I have learned that being a good father takes a lot of love, caring, time, willingness and ability to change, and a little bit of luck.
Our three children are all very special and have unique gifts, but I have learned that even though I am one dad, I cannot be a one-size-fits-all dad, especially when it comes to school. Our schools have an online grade reporting system that gives access to parents of all grades to the assignments so we can encourage our kids to turn in assignments or provide a friendly reminder when necessary.
Asking questions about school each day worked fine for our first child, but our second viewed it as intrusive, feeling I wasn’t trusting her. My regular checking into the system created a rift between us. As if that wasn’t hard enough, suddenly I became embarrassing to be with, especially around her friends. How did this come to pass? Why was she pushing me away? What did I do to deserve this? What started out as a father who only wanted the best for his daughter, turned into a two year “cold war.”
I backed off of discussions of school, and let my wife handle that with our daughter. I had faith that things would get better and she would see the good in me and have a healthy relationship with her dad once again. I had much time to reflect on what I could do to be the kind of parent that she needed.
I kept up communication, saying good morning, good night and I love you, with no response for several years. I made breakfast for her as she was getting ready for school, with rarely a thank you in return. I took her to her friends’ homes on occasion, with silence as my companion. I’d leave sticky notes with nice comments in her room, or even long notes that expressed how special she was to me. And I started doing the same for my other children as well, just so everyone really knows how special they are to me, leaving nothing to chance.
Slowly but surely, we rebuilt a relationship. I learned that my actions speak louder than my words. By being consistently supportive in positive ways, I have regained her trust, her communication, and her love.

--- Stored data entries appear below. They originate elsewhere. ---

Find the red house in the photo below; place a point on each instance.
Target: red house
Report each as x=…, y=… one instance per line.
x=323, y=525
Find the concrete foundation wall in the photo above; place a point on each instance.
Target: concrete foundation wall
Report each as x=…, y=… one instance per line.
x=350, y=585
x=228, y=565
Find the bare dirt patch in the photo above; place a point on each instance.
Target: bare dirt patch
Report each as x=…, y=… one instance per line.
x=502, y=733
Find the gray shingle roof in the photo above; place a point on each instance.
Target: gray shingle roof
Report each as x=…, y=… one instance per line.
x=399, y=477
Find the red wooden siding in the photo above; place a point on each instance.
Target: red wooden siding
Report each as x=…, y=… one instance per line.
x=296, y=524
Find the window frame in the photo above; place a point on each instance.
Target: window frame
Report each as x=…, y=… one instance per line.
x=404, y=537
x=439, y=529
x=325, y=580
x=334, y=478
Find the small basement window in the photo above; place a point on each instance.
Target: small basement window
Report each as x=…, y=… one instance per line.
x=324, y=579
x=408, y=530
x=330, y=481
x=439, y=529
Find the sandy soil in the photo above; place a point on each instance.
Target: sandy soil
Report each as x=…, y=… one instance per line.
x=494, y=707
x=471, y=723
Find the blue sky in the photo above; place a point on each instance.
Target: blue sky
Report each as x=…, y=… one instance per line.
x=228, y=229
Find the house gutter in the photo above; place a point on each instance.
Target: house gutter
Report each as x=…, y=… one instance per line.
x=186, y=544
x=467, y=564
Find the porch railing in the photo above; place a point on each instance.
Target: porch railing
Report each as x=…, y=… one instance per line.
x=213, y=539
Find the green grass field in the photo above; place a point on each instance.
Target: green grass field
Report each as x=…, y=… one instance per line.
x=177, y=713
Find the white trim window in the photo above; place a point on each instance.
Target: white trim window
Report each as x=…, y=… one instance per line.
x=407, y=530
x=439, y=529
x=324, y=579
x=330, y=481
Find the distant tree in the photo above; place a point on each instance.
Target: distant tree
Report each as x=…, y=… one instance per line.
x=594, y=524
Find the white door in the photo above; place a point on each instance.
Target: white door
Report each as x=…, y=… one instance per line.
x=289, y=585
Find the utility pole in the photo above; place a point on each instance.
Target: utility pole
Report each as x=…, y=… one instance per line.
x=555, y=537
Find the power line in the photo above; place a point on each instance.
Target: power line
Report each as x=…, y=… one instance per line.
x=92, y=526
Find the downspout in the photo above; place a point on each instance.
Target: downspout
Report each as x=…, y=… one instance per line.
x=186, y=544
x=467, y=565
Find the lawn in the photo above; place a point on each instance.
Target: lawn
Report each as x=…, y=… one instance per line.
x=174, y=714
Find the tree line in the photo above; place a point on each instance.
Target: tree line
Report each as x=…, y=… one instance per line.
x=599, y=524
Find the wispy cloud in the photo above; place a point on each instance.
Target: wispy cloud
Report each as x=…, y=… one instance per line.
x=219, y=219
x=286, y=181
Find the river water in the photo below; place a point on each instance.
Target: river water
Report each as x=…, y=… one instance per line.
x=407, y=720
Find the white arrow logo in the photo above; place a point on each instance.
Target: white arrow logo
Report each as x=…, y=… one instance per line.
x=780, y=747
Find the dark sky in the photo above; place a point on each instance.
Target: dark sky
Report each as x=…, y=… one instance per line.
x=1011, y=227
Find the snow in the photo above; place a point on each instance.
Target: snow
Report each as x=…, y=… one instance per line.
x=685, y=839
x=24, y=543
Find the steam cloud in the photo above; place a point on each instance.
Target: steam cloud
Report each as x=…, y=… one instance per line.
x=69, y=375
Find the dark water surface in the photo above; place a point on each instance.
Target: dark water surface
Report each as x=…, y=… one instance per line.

And that lonely, long journey has made me a better father for my other children as well. I have learned to take interest in my children’s interests and make them my own. I treat each child as a gift from above. They have a limited amount of time to spend with me before they grow up and spend more time with friends, go to college and move on with their lives. I have decided to put them ahead of my favorite television show or something I want to do, as the time we spend together will be what has the greatest impact on our lives.
Joe Ellner, of Bayside, owns and operates the Relax the Back store at Bayshore Town Center in Glendale. He and his wife Michele have three children.